Gouvernance numérique des finances publiques et développement socio-économique de la ville de Kinshasa en république démocratique du Congo : résistances institutionnelles et pistes de solutions
DOI:
https://doi.org/10.5281/zenodo.21034532Keywords:
Gouvernance numérique, finances publiques, développement socio-économique et résistance institutionnelle.Abstract
Il ne fait ombre d’aucun doute que la numérisation des administrations publiques en général et celles financières en particulier constitue de nos jours comme un instrument indispensable en vue d'améliorer le processus de la gestion publique et de l’innovation de la gouvernance des finances publiques de tout État moderne. Dans une perspective mondiale dominée par la quête de la transparence, d'efficacité administrative et en renforçant les mécanismes de reddition des comptes, les nouvelles technologies numériques sont devenus un levier incontournable dans le mode de renforcement de la performance et pertinence des institutions financières. Cela étant, à Kinshasa, capitale de la République Démocratique du Congo, il a été constaté diverses initiatives de réformes au cours des dernières années ayant sanctionné la gestion des finances publiques de cette ville. Notons que ces réformes ont consisté à introduire les technologies numériques dans les mécanismes de la gouvernance financière à Kinshasa.
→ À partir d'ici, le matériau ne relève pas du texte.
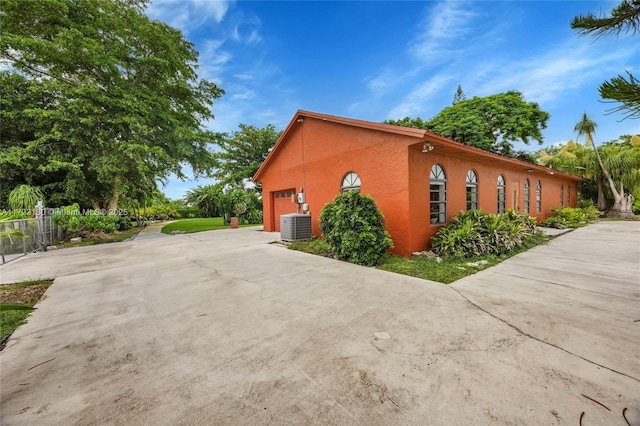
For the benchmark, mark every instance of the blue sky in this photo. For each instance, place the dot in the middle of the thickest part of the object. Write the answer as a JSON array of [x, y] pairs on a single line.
[[378, 60]]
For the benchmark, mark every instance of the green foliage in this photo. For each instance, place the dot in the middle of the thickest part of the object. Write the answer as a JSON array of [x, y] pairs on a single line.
[[15, 307], [189, 226], [100, 100], [475, 233], [491, 123], [623, 18], [620, 158], [189, 212], [74, 221], [156, 213], [354, 228], [572, 217], [448, 270], [315, 246], [206, 198], [242, 153], [25, 197], [13, 214], [13, 314]]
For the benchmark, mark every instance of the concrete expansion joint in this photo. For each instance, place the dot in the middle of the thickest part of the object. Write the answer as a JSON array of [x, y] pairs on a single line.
[[523, 333]]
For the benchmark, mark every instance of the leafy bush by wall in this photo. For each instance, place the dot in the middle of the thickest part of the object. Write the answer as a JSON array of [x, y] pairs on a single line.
[[572, 217], [72, 220], [354, 228], [476, 233]]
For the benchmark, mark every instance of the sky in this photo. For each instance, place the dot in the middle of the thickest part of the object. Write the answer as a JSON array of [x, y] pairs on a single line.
[[379, 60]]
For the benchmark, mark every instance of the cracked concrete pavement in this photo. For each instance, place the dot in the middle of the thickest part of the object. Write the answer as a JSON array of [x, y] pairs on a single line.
[[222, 327]]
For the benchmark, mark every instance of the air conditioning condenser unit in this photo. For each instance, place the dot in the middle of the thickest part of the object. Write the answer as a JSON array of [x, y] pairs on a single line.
[[295, 227]]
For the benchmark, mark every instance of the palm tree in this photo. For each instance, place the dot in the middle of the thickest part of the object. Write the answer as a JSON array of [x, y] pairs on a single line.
[[206, 198], [623, 203]]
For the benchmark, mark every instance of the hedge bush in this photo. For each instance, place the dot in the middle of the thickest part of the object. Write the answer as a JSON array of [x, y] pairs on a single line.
[[476, 233], [72, 220], [571, 217], [353, 226]]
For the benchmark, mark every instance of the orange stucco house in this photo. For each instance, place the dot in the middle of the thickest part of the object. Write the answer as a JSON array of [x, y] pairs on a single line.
[[418, 179]]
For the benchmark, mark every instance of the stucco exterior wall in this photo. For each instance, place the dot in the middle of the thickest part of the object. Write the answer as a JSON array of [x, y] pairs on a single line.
[[315, 154], [456, 167], [319, 154]]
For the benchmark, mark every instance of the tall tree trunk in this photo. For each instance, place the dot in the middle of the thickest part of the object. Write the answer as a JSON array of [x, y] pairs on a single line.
[[602, 202], [622, 202], [112, 204]]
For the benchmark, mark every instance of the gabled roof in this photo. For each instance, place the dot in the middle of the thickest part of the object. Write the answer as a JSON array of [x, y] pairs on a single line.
[[449, 145]]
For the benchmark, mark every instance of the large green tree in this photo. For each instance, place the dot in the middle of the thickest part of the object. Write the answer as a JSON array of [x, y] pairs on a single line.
[[108, 100], [613, 168], [623, 18], [492, 123], [242, 153]]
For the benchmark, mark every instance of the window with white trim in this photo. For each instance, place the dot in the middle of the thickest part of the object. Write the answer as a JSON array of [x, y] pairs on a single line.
[[538, 197], [472, 190], [437, 195], [350, 182], [502, 194]]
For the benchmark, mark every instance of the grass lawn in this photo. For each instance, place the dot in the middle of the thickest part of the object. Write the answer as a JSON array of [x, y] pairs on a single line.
[[27, 293], [189, 226], [115, 237], [448, 270]]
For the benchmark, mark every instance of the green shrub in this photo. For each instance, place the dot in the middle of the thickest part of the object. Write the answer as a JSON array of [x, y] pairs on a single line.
[[13, 214], [572, 217], [71, 219], [189, 212], [353, 227], [251, 217], [475, 233], [25, 197]]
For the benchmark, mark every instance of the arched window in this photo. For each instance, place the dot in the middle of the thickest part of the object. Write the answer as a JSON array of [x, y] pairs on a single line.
[[472, 190], [539, 197], [437, 195], [350, 182], [502, 193]]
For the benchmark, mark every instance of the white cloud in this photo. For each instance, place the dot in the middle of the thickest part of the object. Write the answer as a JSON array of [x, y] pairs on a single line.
[[546, 78], [417, 100], [445, 25], [188, 14]]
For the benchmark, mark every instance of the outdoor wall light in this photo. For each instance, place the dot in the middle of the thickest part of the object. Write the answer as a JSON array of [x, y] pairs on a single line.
[[427, 147]]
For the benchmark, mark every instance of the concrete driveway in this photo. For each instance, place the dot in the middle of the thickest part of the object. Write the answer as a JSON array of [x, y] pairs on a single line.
[[224, 328]]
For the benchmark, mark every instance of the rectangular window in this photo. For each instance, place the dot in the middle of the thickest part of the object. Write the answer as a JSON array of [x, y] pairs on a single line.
[[438, 203], [501, 200]]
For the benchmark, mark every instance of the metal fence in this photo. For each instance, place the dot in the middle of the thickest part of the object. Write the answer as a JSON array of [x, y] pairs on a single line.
[[39, 234]]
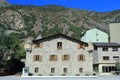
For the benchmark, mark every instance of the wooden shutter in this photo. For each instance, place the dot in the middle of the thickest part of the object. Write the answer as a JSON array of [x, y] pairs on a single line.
[[40, 58], [68, 57], [83, 46], [55, 57], [35, 45], [34, 58], [83, 57], [78, 46], [78, 57], [40, 45], [62, 57]]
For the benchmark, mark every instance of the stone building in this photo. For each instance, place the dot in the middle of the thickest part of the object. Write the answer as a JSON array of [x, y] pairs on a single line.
[[114, 32], [58, 55], [94, 35], [105, 55]]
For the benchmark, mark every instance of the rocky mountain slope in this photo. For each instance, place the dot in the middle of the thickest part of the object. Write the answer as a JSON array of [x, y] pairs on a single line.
[[47, 20]]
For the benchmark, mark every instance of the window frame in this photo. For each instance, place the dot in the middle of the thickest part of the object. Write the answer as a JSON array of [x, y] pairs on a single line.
[[105, 49], [65, 57], [37, 58], [53, 57], [81, 70], [53, 70], [59, 45], [114, 49], [106, 58], [65, 70], [36, 70], [81, 57]]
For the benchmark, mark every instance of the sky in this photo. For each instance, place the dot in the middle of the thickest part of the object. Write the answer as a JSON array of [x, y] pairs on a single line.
[[91, 5]]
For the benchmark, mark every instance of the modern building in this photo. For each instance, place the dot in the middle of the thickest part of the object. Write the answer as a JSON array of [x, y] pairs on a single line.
[[58, 55], [105, 55], [114, 32], [95, 35]]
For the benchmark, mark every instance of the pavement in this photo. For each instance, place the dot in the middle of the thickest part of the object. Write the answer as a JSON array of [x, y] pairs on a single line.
[[13, 77]]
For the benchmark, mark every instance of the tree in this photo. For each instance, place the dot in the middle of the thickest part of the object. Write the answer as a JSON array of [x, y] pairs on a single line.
[[118, 67], [11, 46]]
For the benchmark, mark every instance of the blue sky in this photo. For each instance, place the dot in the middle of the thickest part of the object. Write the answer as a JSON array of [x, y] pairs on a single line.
[[92, 5]]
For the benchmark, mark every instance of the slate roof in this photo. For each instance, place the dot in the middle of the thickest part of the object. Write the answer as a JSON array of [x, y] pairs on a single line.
[[57, 36], [106, 44]]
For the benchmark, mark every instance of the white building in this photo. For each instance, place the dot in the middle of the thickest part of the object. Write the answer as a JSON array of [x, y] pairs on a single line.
[[58, 55], [95, 35], [115, 32], [105, 55]]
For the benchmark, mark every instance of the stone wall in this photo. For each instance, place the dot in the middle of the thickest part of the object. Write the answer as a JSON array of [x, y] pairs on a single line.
[[68, 47]]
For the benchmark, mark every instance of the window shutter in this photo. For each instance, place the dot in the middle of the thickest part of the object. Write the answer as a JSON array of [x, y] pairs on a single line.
[[78, 57], [40, 58], [62, 57], [34, 58], [83, 46], [35, 45], [55, 57], [68, 57], [50, 58], [83, 57], [78, 46], [40, 45]]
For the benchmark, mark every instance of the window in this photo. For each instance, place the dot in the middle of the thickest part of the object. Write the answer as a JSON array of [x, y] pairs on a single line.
[[80, 70], [116, 58], [52, 70], [105, 57], [65, 58], [114, 49], [53, 58], [81, 46], [59, 45], [65, 70], [105, 49], [37, 58], [36, 70], [38, 45], [108, 69], [81, 57]]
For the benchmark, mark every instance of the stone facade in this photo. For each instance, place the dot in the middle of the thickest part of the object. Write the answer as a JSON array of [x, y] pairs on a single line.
[[105, 55], [69, 47], [94, 35], [114, 31]]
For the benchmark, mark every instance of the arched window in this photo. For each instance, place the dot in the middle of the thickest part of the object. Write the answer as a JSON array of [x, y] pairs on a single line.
[[65, 57], [53, 57], [37, 58], [81, 57]]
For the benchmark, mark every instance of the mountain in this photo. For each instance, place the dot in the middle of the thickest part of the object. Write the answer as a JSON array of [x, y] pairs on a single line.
[[30, 21], [4, 3]]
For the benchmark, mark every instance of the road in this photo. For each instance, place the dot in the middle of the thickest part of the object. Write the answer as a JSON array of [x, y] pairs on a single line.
[[10, 78]]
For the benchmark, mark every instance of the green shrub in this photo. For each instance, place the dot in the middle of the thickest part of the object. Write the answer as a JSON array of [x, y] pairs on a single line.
[[77, 74], [39, 74], [63, 74]]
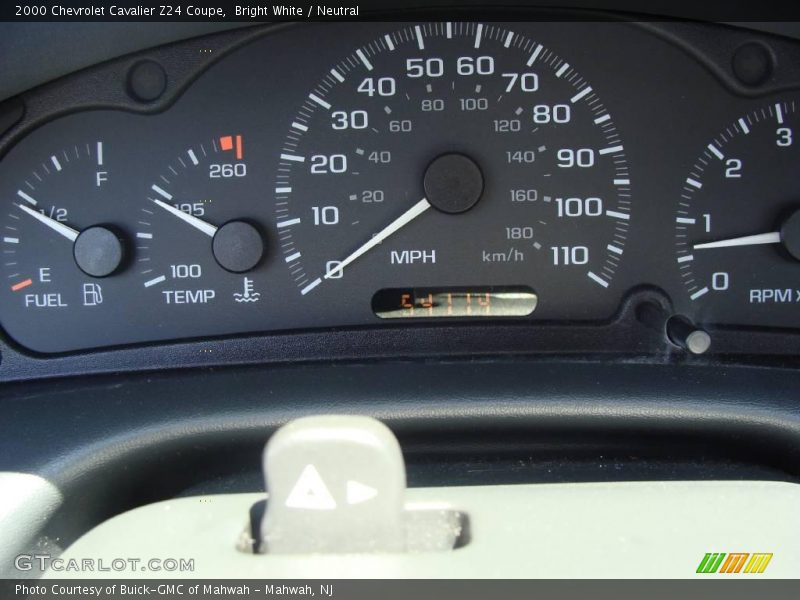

Les initiatives de numérisation implémentées au sein des administrations financières de la ville de Kinshasa, notamment à la Direction Générale des Recettes de Kinshasa, DGRK en sigle, contribue bien entendu à la modernisation de la mobilisation des impôts et taxes relevant de la compétence de la ville de Kinshasa. Ils renforcent en outre la transparence et la participation citoyenne dans l’exécution budgétaire, en vue de la réalisation du développement socioéconomique de la capitale. Cependant, il convient de souligner que cette réforme sur la gouvernance numérique connait un certain nombre des résistances institutionnelles, qui se manifestent à travers la persistance de pratiques administratives manuelles, le manque des infrastructures numériques de bonne qualité, la faiblesse des capacités techniques des agents publics faute d’une bonne imprégnation préalable sans oublier la poursuite des intérêts égoïstes liés aux systèmes de gestion traditionnelle.